Objectives: The purpose of this study was to explore the association between the frequency of interruptions in antibiotic exposure and the risk of health care-associated C difficile infection.
Methods: A retrospective chart review cohort study was conducted of all inpatients between 2011and 2016 from a single academic health center who received at least 1 dose of a systemic antibacterial for a cumulative duration of >3 days and ≤30 days. The measures of antibiotic exposure examined were duration-cumulative total calendar days of antibiotics therapy-and continuity-the frequency of interruptions in antibiotic exposure that was defined as the number of antibiotic treatment courses.
Results: A total of 52,445/227,967 (23%) patients received antibacterial therapy for >3 days and ≤30 days during their hospitalization. Of these, 1161 out of 52,445 (2.21%) were patients with health care-associated C difficile infection.

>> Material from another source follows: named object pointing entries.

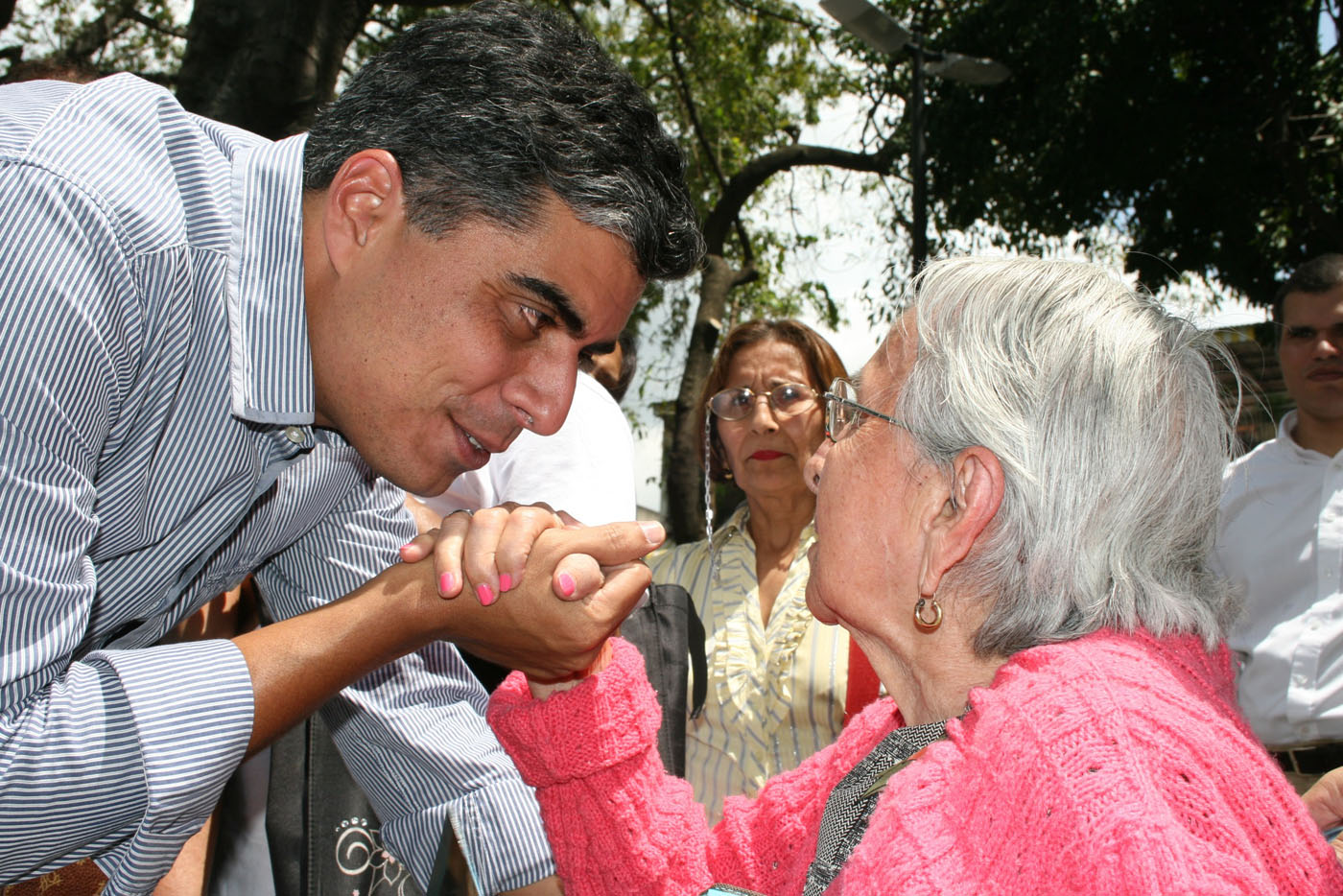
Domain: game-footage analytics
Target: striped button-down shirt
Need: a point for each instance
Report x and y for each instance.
(156, 445)
(776, 691)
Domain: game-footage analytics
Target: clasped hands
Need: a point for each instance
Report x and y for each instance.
(533, 589)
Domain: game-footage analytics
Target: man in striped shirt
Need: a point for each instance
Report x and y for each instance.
(225, 356)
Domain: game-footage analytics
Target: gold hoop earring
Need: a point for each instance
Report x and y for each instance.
(929, 625)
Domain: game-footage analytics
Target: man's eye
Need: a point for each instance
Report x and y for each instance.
(536, 318)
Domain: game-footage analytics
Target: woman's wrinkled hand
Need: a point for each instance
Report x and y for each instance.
(485, 553)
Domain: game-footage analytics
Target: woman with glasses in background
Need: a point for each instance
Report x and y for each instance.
(776, 678)
(1014, 512)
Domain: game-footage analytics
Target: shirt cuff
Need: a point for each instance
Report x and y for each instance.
(503, 837)
(192, 710)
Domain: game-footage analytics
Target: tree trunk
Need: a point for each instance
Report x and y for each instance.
(266, 64)
(681, 466)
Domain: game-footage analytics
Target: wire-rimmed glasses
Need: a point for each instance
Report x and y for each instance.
(786, 399)
(843, 413)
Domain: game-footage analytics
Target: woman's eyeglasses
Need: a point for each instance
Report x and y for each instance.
(786, 400)
(843, 413)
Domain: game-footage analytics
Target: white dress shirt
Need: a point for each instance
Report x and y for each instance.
(1282, 542)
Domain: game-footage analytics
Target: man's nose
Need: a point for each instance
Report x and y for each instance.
(543, 393)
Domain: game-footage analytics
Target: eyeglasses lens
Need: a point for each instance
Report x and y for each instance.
(736, 403)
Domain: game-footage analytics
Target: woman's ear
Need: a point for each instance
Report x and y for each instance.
(970, 502)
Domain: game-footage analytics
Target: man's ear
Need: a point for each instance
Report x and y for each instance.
(971, 500)
(362, 200)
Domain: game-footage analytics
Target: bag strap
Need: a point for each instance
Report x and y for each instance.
(698, 661)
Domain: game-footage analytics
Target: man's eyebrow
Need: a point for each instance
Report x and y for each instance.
(556, 298)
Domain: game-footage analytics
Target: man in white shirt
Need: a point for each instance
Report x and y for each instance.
(1282, 539)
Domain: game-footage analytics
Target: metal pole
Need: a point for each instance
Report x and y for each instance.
(919, 228)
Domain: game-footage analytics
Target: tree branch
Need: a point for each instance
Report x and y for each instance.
(755, 172)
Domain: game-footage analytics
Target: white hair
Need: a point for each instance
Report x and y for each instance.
(1108, 422)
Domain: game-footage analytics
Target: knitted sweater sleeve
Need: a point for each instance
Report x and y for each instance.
(618, 824)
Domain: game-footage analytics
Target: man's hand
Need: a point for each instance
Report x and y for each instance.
(528, 627)
(485, 554)
(1325, 801)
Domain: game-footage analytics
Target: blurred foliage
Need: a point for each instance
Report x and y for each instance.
(1206, 130)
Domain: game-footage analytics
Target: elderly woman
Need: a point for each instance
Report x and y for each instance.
(1013, 516)
(776, 678)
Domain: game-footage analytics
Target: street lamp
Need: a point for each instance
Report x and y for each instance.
(884, 34)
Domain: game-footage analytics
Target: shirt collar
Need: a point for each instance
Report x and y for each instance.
(742, 516)
(1284, 434)
(271, 365)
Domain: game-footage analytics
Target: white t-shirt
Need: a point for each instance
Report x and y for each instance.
(1280, 539)
(586, 468)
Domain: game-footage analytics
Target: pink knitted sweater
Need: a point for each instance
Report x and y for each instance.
(1110, 765)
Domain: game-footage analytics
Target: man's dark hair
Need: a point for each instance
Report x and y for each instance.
(1320, 274)
(489, 109)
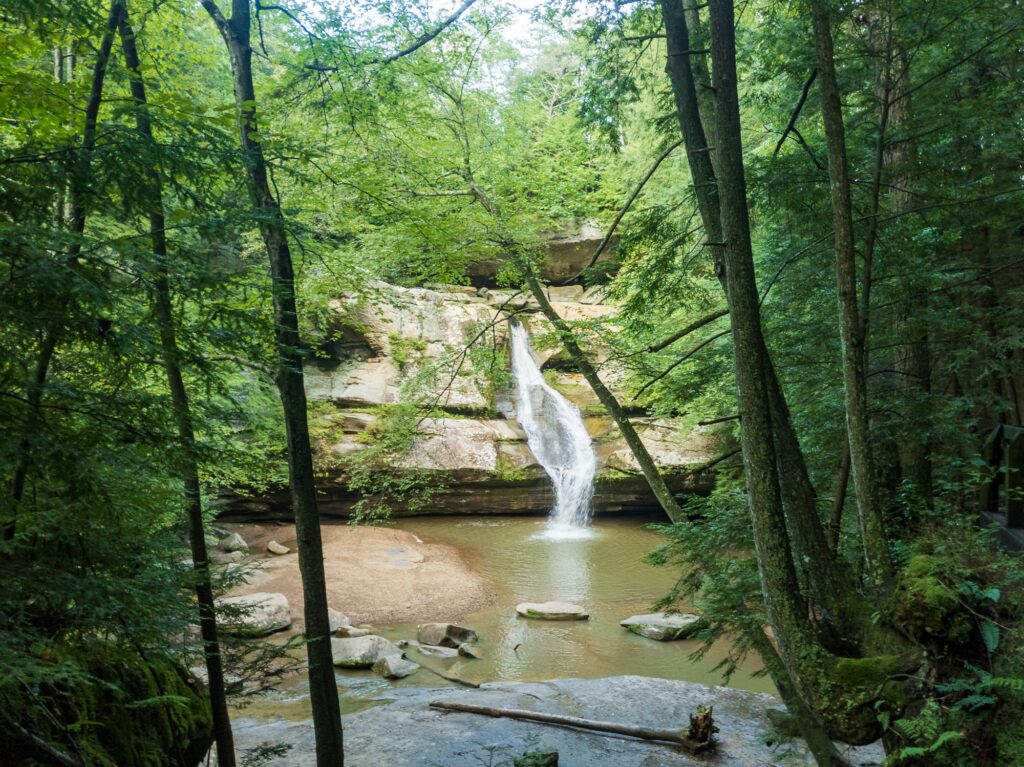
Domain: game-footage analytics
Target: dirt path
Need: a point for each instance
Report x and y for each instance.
(375, 576)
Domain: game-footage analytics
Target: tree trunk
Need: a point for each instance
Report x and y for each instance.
(808, 725)
(825, 585)
(854, 379)
(182, 415)
(636, 445)
(323, 686)
(845, 711)
(79, 192)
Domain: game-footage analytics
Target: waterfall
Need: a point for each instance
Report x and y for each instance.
(558, 438)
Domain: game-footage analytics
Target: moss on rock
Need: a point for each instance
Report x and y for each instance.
(133, 710)
(925, 606)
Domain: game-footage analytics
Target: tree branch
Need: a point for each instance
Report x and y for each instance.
(686, 331)
(427, 37)
(625, 209)
(679, 361)
(791, 126)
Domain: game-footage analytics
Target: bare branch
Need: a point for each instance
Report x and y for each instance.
(679, 361)
(792, 125)
(686, 331)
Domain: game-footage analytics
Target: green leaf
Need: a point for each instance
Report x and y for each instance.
(990, 635)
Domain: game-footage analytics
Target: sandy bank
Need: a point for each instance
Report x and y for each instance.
(377, 576)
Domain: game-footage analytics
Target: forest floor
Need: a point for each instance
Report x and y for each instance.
(376, 576)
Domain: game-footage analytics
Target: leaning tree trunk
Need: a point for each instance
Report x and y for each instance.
(825, 586)
(844, 708)
(630, 435)
(323, 686)
(78, 206)
(182, 414)
(854, 377)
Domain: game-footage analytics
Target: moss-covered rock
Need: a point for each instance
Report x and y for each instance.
(130, 710)
(926, 607)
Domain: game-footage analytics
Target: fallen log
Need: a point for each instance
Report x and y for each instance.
(698, 737)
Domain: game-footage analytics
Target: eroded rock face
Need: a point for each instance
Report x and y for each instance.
(665, 627)
(255, 614)
(473, 441)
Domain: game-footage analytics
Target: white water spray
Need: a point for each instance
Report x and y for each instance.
(558, 438)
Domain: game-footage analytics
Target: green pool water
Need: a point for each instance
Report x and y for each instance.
(604, 572)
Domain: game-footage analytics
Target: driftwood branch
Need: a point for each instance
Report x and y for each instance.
(719, 420)
(698, 737)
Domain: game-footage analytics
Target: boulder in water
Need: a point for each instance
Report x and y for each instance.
(394, 667)
(361, 652)
(444, 635)
(552, 610)
(225, 557)
(430, 649)
(665, 627)
(469, 650)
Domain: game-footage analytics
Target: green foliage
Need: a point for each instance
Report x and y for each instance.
(379, 474)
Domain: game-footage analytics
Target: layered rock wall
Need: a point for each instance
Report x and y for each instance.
(446, 349)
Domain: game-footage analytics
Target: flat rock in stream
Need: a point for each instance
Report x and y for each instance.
(361, 652)
(254, 614)
(274, 548)
(552, 610)
(403, 731)
(665, 627)
(393, 667)
(444, 635)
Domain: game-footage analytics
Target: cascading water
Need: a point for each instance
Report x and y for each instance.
(558, 438)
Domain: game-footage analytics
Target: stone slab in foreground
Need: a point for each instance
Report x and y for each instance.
(406, 732)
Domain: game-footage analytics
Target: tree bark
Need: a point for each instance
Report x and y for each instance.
(808, 725)
(825, 585)
(164, 313)
(78, 194)
(845, 711)
(854, 379)
(630, 435)
(323, 686)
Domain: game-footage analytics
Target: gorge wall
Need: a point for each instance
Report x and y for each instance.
(445, 347)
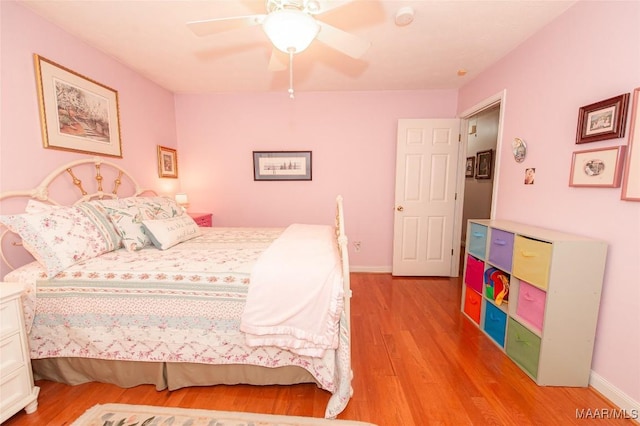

An adjusted multivariable logistic regression analysis revealed that the risk of C difficile increased with longer cumulative days (odds ratio = 2.7; comparison of >12 days to ≤5 days) and fewer interruptions of antibiotic treatment (odds ratio = 0.78; comparison of >3 discrete antibiotic treatment courses to 1 course or continuous antibiotic treatment course; all P values < 0.05).
Conclusions: For patients who received the same number of cumulative days of therapy, the patients who had more frequently interrupted courses of antibiotic therapy were less likely to experience health care-associated C difficile infection. (Curr Ther Res Clin Exp. 2020; 81:XXX-XXX).